My question is if anyone has had issues working with Community Server, skinning it and extending it?
I wanted to explain a bit why I am thinking Community Server, the company is wanting multiple blogs with multiple authors. I want to be out of the admin part of this as much as possible and didn't think there were too many engines that having multiple blogs didn't mean db work. I also like the other functionality that Community Server provides and think the company will find it useful, particularly the media section as right now we have some really shotty way of dealing with whitepapers and stuff.
edit: We are actually using the Sitecore blog module for a single blog on our intranet (which is actually what the CMS is serving). Some reasoning for why I don't like it for our public site are they are on different servers, it doesn't support multiple authors, there is no built in syndication, it is a little flimsy feeling to me from looking at the source and I personally think the other features of Community Server make its price tag worth it.
another edit: Need to stick to .net software that run on sql server in my company's case, but I don't mind seeing recommendations for others. ExpressionEngine looks promising, will try it out on my personal box.
I've done quite a few projects using Community Server. If you're okay with the out-of-the-box functionality, or you don't mind sticking to the version you start with, I think you'll be very happy.
The times I've run into headaches using CS is when the client wants functionality CS does not provide, but also insists on keeping the ability to upgrade to the latest version whenever Telligent releases an update. You can mostly support that by making all of your changes either in a separate project or by only modifying aspx/ascx files (no codebehinds). Some kind of merge is going to be required though no matter how well you plan it out.

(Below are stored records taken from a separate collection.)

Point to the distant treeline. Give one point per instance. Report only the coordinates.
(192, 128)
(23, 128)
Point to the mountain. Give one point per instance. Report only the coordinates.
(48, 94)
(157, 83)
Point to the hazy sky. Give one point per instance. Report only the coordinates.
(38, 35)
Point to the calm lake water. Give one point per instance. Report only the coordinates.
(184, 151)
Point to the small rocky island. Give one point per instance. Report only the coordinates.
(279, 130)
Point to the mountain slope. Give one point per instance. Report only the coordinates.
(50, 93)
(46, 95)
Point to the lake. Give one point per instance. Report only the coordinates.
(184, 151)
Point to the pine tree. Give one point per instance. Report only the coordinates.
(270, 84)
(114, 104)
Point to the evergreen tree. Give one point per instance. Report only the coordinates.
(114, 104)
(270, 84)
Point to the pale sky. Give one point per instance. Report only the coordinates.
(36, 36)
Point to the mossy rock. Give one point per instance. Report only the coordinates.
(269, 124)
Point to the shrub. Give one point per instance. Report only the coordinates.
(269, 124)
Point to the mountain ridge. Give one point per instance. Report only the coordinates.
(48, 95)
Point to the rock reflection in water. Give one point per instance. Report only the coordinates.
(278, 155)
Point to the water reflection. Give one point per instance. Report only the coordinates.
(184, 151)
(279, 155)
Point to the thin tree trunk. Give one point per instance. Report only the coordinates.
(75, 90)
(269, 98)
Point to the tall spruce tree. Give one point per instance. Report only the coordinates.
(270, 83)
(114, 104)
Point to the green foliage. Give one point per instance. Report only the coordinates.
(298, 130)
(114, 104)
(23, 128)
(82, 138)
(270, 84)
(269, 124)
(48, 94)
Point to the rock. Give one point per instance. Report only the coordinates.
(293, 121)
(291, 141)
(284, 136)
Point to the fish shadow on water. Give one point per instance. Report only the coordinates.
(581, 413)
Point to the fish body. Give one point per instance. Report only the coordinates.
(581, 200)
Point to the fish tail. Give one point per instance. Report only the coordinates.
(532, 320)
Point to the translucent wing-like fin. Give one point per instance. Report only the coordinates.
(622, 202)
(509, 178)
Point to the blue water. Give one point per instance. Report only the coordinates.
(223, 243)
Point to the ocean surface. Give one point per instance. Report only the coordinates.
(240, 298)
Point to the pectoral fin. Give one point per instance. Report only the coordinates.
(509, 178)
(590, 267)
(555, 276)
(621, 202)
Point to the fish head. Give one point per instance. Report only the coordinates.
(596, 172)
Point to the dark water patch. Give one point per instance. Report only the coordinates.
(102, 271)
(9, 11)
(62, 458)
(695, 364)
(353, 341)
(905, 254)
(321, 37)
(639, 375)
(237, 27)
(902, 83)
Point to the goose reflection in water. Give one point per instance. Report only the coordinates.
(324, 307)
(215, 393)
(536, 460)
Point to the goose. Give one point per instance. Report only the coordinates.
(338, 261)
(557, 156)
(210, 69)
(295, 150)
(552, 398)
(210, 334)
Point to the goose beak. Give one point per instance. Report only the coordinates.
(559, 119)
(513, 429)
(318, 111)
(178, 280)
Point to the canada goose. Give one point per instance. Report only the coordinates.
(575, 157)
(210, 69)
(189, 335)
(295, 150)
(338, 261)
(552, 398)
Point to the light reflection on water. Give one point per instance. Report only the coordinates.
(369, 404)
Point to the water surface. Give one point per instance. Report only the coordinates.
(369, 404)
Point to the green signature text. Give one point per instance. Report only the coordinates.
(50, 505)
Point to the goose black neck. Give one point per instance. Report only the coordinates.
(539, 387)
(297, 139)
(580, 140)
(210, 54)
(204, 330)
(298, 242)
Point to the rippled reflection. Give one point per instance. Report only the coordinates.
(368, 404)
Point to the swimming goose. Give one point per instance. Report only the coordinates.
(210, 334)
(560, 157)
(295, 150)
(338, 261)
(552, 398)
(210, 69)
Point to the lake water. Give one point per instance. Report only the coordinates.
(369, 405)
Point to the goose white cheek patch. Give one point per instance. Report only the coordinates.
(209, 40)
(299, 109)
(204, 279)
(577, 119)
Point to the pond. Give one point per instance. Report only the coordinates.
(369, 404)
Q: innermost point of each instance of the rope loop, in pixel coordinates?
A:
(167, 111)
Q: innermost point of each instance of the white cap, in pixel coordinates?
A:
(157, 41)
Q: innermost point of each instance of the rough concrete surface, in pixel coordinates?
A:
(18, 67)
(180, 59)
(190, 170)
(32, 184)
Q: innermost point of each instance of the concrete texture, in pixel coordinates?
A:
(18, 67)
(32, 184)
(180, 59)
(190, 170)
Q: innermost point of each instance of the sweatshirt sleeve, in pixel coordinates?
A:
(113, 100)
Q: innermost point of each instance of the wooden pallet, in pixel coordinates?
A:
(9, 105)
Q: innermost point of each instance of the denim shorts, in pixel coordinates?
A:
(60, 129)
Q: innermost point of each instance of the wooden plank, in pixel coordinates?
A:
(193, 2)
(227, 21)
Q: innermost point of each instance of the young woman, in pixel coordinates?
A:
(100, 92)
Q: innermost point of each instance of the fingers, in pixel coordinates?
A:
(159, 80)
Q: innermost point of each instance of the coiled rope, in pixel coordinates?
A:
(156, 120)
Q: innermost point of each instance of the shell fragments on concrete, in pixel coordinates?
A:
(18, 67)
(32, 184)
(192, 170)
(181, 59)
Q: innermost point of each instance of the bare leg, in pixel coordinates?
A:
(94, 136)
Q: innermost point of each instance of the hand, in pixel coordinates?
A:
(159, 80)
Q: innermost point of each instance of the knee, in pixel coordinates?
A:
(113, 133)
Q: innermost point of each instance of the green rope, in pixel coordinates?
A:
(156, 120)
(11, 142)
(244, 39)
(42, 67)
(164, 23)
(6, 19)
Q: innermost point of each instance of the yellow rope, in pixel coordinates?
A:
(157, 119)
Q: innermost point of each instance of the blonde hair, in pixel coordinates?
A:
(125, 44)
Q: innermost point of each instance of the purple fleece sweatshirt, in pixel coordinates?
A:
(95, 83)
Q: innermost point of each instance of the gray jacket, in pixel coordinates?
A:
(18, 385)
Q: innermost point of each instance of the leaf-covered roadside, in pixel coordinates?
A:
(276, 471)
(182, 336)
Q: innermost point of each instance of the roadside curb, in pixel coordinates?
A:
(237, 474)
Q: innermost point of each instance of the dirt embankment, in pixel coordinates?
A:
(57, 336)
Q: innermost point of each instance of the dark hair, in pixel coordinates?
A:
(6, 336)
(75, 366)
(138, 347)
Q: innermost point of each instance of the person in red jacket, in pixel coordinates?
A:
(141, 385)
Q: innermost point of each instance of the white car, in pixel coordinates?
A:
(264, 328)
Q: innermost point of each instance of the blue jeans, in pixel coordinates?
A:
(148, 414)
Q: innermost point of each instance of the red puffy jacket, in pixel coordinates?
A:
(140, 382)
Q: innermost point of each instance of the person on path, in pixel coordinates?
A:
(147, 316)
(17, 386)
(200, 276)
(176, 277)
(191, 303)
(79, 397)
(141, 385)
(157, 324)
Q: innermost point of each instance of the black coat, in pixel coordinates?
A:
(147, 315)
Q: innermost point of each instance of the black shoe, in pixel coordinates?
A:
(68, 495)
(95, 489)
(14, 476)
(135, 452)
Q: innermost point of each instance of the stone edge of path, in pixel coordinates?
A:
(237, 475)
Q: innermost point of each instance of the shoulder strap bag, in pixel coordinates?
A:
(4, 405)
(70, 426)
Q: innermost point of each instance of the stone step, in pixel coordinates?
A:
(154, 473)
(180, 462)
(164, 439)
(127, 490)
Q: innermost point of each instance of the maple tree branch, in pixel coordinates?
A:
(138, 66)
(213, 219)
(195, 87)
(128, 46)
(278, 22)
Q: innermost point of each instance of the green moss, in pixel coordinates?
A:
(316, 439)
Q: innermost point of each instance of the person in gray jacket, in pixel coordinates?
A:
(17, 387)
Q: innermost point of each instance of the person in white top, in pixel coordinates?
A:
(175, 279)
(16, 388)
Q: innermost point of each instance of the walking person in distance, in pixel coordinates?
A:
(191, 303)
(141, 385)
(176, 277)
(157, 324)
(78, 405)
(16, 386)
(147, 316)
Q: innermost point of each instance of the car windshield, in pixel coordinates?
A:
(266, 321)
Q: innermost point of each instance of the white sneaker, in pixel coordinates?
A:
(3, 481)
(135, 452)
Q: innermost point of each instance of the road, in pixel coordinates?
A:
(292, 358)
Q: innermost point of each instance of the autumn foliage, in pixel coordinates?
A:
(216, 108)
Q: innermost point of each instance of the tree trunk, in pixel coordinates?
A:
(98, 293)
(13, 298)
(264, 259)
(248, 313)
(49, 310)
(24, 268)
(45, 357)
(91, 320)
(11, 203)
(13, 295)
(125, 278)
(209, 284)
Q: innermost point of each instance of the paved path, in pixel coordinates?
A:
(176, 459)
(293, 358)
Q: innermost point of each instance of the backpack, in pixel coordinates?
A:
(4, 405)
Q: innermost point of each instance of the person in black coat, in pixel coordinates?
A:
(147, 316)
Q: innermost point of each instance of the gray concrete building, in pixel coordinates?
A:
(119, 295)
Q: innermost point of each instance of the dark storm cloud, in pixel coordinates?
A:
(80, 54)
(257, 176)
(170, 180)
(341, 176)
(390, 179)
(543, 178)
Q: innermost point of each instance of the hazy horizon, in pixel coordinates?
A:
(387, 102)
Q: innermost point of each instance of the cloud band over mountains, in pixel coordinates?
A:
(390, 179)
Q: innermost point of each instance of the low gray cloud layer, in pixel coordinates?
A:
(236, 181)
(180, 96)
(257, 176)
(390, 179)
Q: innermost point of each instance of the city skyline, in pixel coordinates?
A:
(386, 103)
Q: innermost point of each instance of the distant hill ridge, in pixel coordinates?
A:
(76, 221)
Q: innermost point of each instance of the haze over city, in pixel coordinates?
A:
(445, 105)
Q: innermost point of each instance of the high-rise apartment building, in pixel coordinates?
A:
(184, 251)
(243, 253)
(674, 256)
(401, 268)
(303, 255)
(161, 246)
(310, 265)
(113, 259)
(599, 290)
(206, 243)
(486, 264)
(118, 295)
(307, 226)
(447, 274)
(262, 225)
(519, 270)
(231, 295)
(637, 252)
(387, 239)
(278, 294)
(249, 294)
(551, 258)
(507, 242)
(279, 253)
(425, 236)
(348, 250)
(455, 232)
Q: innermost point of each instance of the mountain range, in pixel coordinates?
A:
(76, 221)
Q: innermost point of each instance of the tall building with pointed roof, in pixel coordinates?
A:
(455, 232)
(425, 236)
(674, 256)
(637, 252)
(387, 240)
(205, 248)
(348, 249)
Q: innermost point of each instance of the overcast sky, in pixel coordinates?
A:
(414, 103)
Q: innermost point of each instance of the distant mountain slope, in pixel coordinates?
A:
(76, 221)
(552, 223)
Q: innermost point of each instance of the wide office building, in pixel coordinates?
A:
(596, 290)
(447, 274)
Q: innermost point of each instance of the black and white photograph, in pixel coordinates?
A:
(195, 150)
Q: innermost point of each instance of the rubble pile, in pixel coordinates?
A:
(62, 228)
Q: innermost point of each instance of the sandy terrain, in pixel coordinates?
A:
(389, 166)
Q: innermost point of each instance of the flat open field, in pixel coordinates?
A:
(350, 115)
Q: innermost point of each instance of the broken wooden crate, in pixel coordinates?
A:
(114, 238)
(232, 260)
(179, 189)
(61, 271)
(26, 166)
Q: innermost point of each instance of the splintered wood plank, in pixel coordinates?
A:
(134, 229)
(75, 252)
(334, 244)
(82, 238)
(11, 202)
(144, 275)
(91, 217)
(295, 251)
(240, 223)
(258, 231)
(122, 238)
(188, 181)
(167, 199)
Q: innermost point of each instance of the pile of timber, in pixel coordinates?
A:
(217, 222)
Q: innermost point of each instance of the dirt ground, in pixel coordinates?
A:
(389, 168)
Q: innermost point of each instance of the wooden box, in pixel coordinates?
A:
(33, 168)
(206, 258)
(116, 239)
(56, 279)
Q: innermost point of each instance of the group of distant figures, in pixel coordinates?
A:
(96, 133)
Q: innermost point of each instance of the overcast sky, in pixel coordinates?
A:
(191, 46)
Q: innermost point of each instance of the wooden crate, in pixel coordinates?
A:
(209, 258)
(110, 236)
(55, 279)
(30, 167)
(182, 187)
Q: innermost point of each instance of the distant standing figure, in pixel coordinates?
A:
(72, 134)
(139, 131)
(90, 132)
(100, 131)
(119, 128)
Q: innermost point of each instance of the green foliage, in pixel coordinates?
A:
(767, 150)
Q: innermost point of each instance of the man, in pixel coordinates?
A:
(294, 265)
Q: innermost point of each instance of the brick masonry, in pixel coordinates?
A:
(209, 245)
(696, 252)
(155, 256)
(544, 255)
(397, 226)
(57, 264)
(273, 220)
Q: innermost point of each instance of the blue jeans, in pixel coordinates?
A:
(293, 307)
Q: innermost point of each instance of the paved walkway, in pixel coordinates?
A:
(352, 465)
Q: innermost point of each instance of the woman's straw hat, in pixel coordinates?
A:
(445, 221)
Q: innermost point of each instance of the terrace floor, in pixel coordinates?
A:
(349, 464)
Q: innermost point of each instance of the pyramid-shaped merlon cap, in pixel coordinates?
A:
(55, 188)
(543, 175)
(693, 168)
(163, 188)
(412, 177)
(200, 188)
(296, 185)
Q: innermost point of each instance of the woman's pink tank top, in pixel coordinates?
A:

Community Server itself has been very solid for me, but if all you need is a blogging engine then it may be overkill. Skinning it, for example, is quite a bit of work (despite their quite powerful Chameleon theme engine).
I'd probably look closer at one of the dedicated blog engines out there, like BlogEngine.NET, dasBlog or SubText, if that's all you need. Go with Community Server if you think you'll want more "community-focused" features like forums etc.
You can also take a look at Telligent Graffiti CMS.
http://graffiticms.com/
It supports multiple blogs and authors.
Update: It's now open source and available at http://graffiticms.codeplex.com/
Community Server 2008.5 lets you add several members that can post articles. Also with
Community Server 2008.5 you now have wiki's along with forums and the blogs. This probably has one of the better web based admin control panel's I seen in a while. This let's you easily change several things including the site's theme (or skin). To me it is one of the most scalable applications I have seen in a while. We are using it for our site http://knowledgemgmtsolutions.com.
Skinning is pretty straightforward, and the sidebar widgets aren't very difficult to create (if you don't mind building controls in code). The widgets also allow options for the users to customize them in the control panel very easily. I doubt you'll find a strong community of widget builders for Community Server however. Nothing compared to the dev community for blogs like wordpress.
I recommend starting templates from scratch and adding in CS controls as needed, to get the markup you prefer for styling and to use only what you need.
Setting up different roles for users to post to different blogs is also very easy and requires no coding. You can have blog groups, and allow only certain users to post to certain blogs.
Sitecore's Forum module is powered by Community Server and integrated with Sitecore CMS.
Expression Engine with the Multi-Site Manager works great for that kind of situation.
Have you had a look at the Shared Source blog module for Sitecore?